Probably grapes but I buy bananas more because I typically live with other students and bananas don't have to be refrigerated, so I can keep them in my room and avoid having to venture into the kitchen.


----------



## Lacking Serotonin (Nov 18, 2012)

Peaches.


----------



## Elude (Jun 29, 2014)

The good old Bananas and Apples  (although I haven't had one in a while now)
Jackfruits are also nice but not on the list :'C


----------



## Zashlin (Dec 15, 2013)

I really like strawberry flavored things, but I like watermelon as a fruit.


----------



## jesse93 (Jun 10, 2012)

Hi. My name is Jesse, and I love Pears. K thanks.


----------



## BillDauterive (Oct 24, 2012)

orsomething said:


> seriously
> 
> u guys dont know living til you've had one of these


Sorry for my ignorance but what fruit is that?


----------



## scooby (Jun 24, 2009)

Oranges, can't go wrong with them. Strawberries are nice too. 

I've been really craving some mangosteen lately though. Those things are delicious.


----------



## Diacetylmorphine (Mar 9, 2011)

BillDauterive said:


> Sorry for my ignorance but what fruit is that?


Looks like a custard apple, never tried them before.

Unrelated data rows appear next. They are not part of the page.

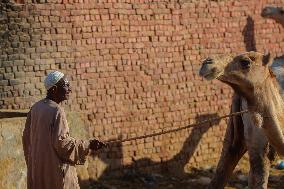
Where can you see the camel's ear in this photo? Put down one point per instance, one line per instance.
(267, 60)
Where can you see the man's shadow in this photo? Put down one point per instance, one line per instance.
(249, 35)
(137, 170)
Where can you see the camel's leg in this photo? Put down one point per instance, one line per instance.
(259, 170)
(233, 149)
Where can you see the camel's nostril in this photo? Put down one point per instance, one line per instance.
(214, 70)
(208, 61)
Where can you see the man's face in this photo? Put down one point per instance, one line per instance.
(63, 89)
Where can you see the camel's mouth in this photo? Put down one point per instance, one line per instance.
(211, 75)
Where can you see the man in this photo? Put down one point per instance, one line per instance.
(50, 153)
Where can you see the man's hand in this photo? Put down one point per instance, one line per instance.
(96, 144)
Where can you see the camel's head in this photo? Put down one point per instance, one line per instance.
(243, 72)
(275, 13)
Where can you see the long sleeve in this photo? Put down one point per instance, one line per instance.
(26, 137)
(69, 150)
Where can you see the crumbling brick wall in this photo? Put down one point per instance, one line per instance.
(133, 66)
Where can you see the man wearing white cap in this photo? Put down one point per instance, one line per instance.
(50, 153)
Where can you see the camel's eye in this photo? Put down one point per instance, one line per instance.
(245, 64)
(208, 61)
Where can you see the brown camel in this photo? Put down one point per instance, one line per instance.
(275, 13)
(255, 84)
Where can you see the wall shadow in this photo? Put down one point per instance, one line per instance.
(249, 36)
(141, 170)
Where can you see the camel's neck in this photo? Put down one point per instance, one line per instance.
(267, 99)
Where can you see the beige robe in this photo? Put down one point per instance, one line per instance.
(50, 153)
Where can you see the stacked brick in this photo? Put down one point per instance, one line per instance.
(133, 66)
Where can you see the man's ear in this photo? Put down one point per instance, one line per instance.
(267, 60)
(53, 89)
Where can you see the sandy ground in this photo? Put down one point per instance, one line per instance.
(195, 179)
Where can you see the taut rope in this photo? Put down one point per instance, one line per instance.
(177, 129)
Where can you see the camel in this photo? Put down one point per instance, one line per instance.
(257, 90)
(275, 13)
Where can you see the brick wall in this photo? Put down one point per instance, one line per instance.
(133, 66)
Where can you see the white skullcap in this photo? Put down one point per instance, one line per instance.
(52, 78)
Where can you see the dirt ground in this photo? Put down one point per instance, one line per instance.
(195, 179)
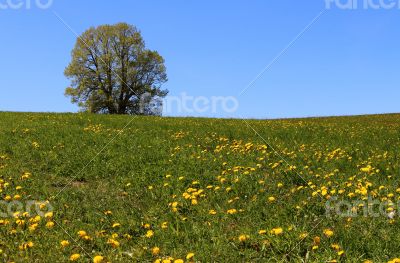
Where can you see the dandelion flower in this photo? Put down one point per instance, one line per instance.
(74, 257)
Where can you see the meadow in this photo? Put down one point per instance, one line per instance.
(151, 189)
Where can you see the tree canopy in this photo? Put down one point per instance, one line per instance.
(112, 72)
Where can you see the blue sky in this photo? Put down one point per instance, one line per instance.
(346, 63)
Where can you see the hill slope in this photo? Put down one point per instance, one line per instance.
(143, 189)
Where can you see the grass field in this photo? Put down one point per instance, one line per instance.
(144, 189)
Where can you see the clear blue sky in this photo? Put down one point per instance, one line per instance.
(346, 63)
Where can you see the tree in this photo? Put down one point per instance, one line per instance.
(112, 72)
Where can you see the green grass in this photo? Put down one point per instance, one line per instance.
(137, 167)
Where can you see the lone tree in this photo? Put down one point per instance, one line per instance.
(112, 72)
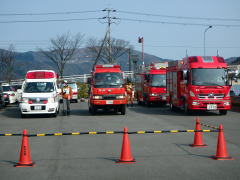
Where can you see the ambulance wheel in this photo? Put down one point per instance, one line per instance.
(222, 112)
(123, 109)
(54, 114)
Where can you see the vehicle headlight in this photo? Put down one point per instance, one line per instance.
(97, 97)
(152, 94)
(51, 100)
(195, 103)
(226, 103)
(24, 100)
(228, 94)
(120, 97)
(191, 94)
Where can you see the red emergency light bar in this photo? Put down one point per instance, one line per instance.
(107, 66)
(40, 75)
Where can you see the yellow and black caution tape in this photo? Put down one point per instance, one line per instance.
(206, 125)
(113, 132)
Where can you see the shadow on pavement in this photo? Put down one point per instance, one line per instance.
(164, 110)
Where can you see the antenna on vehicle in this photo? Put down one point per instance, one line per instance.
(186, 53)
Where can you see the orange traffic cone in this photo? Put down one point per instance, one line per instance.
(221, 153)
(25, 157)
(126, 155)
(198, 140)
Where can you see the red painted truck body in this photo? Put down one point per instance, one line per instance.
(198, 83)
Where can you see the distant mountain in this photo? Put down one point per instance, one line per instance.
(80, 64)
(233, 61)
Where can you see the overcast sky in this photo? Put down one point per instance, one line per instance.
(173, 27)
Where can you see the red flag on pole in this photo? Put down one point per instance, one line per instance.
(140, 39)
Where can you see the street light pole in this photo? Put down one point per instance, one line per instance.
(204, 37)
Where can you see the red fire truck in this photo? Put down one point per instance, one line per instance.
(107, 89)
(151, 84)
(198, 83)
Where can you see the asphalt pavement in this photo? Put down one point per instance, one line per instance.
(158, 156)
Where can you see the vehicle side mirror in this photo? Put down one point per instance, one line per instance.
(19, 91)
(185, 74)
(89, 80)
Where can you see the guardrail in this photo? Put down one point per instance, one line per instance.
(79, 78)
(110, 132)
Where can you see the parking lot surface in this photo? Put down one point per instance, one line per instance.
(158, 156)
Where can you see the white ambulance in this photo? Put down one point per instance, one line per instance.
(40, 94)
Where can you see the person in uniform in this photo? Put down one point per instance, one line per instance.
(66, 92)
(130, 93)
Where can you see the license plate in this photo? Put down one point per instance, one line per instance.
(38, 107)
(109, 102)
(211, 107)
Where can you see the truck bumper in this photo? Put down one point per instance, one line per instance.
(108, 102)
(49, 108)
(210, 105)
(157, 98)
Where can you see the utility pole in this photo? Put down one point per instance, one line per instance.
(129, 59)
(109, 22)
(204, 39)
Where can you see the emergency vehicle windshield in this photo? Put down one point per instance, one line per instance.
(158, 80)
(209, 77)
(108, 80)
(38, 87)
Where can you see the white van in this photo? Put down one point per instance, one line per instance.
(40, 93)
(7, 89)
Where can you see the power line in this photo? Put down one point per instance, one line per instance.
(48, 13)
(179, 17)
(49, 20)
(189, 46)
(179, 23)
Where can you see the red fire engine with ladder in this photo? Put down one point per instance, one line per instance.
(199, 83)
(151, 84)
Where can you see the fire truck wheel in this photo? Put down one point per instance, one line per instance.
(171, 106)
(185, 108)
(148, 103)
(123, 109)
(92, 110)
(223, 112)
(23, 115)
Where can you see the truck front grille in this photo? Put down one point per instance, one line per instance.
(38, 100)
(109, 97)
(210, 96)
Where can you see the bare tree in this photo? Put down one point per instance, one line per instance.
(99, 50)
(62, 50)
(7, 61)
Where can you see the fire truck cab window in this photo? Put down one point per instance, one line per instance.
(158, 80)
(209, 77)
(108, 80)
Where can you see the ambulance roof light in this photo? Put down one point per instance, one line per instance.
(40, 75)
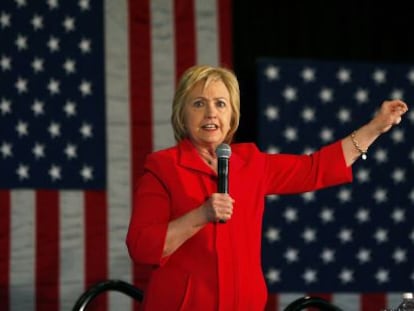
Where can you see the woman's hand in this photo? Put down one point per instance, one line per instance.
(219, 207)
(389, 114)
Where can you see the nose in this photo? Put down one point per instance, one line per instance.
(211, 111)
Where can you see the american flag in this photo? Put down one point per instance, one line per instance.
(351, 244)
(86, 91)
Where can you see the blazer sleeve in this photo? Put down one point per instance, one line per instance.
(290, 174)
(149, 221)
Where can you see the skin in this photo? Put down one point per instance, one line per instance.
(207, 116)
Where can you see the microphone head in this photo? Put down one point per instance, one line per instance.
(223, 151)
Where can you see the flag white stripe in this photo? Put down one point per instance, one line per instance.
(22, 254)
(206, 32)
(118, 145)
(72, 247)
(163, 71)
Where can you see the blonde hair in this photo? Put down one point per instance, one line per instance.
(188, 80)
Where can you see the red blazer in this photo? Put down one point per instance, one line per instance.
(219, 268)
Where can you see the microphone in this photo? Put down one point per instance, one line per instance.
(223, 153)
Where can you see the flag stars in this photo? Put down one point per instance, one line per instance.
(272, 73)
(308, 114)
(399, 255)
(363, 215)
(4, 20)
(69, 66)
(6, 150)
(290, 134)
(37, 22)
(381, 155)
(38, 150)
(344, 115)
(69, 24)
(5, 106)
(380, 195)
(273, 276)
(328, 255)
(272, 113)
(22, 171)
(21, 85)
(53, 44)
(346, 276)
(397, 136)
(53, 86)
(362, 96)
(71, 151)
(398, 175)
(290, 94)
(38, 108)
(327, 215)
(55, 172)
(85, 46)
(310, 276)
(382, 276)
(37, 65)
(345, 235)
(86, 130)
(326, 95)
(5, 63)
(326, 135)
(398, 215)
(85, 88)
(381, 235)
(343, 75)
(291, 255)
(309, 235)
(397, 94)
(290, 215)
(21, 42)
(272, 234)
(344, 195)
(363, 255)
(84, 5)
(70, 109)
(379, 76)
(54, 129)
(362, 175)
(53, 4)
(86, 173)
(22, 128)
(308, 74)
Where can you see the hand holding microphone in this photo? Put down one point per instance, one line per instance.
(223, 153)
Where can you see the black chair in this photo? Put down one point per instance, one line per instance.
(137, 294)
(105, 286)
(311, 302)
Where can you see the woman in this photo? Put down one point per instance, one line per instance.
(185, 257)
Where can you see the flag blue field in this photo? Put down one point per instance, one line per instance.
(354, 238)
(52, 100)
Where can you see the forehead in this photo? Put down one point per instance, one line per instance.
(210, 87)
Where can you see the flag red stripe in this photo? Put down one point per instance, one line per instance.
(224, 12)
(96, 243)
(47, 250)
(140, 84)
(140, 80)
(373, 301)
(5, 210)
(185, 46)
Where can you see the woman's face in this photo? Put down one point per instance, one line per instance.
(207, 114)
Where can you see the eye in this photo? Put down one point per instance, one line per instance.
(198, 103)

--------------------------------------------------------
Watermelon and mangoes are my favourite... working in the produce section.... has it's advantages


----------



## ShatteredGlass (Oct 12, 2012)

I like apples, bananas, grapes, watermelons, and pineapples.


----------



## gunner21 (Aug 4, 2012)

Mango, watermelon and lychees.


----------



## Elude (Jun 29, 2014)

BillDauterive said:


> Sorry for my ignorance but what fruit is that?


It's a Sugar apple.


----------



## amandalynnnxoxo (Jun 27, 2014)

Cherries and Grapes!


----------



## meepie (Jun 20, 2010)

Probably Sapota, hands down. For regular consumption, I like watermelon, strawberries and grapes. Fruits tht generally taste sweet, not too tangy.


----------



## Grog (Sep 13, 2013)

Velumptious melons of course 
Ha ha ha 

Actually all fruit .


----------



## BillDauterive (Oct 24, 2012)

I am surprised to see that Mangos got as many votes as they did, honestly.


----------



## Ladysoul (Jan 24, 2014)

Boysenberries, Blackberries, Raspberries, Any berries


----------



## JustThisGuy (Mar 24, 2012)

No snozzberries?


----------



## Yer Blues (Jul 31, 2013)

Graham Chapman


----------



## lethe1864 (Jun 25, 2014)

Mangoes and Pineapple


----------



## Stray Bullet (Feb 21, 2014)

I never ate mango in my life.


----------



## Elad (Dec 6, 2009)

top 3

mango, peach and watermelon.


----------



## Cam1 (Dec 4, 2011)

Mangoes > raspberries > pineapple

_Posted via *Topify* on Android_


----------



## Ally (Jan 12, 2007)

My favourite is strawberries then not far behind are apples, grapes, bananas and raspberries.


----------



## laysiaj (Jun 28, 2014)

Persimmons, nectarines, and blackberries.


----------



## Citrine (Oct 19, 2010)

Persimmons, watermelon, star fruit


----------



## Pennywise (Aug 18, 2011)

Peaches, although I don't have them too often because they're messy. But I am about to have one as I type this.:b


----------



## cocooned (Jun 29, 2014)

Apples!!!1!


----------



## Bert Reynolds (Dec 18, 2013)

BillDauterive said:


> Sorry for my ignorance but what fruit is that?


They're Guanabanas or Soursop.


----------



## ByMyself19 (Feb 5, 2014)

I can't choose one.I like all fruits but especially pineapple,apple,orange,grape,plump,papaya,mango,
banana and woodapple!


----------



## beli mawr (Dec 18, 2013)

Cherries and apples. Unfortunately cherries are a bit expensive at times.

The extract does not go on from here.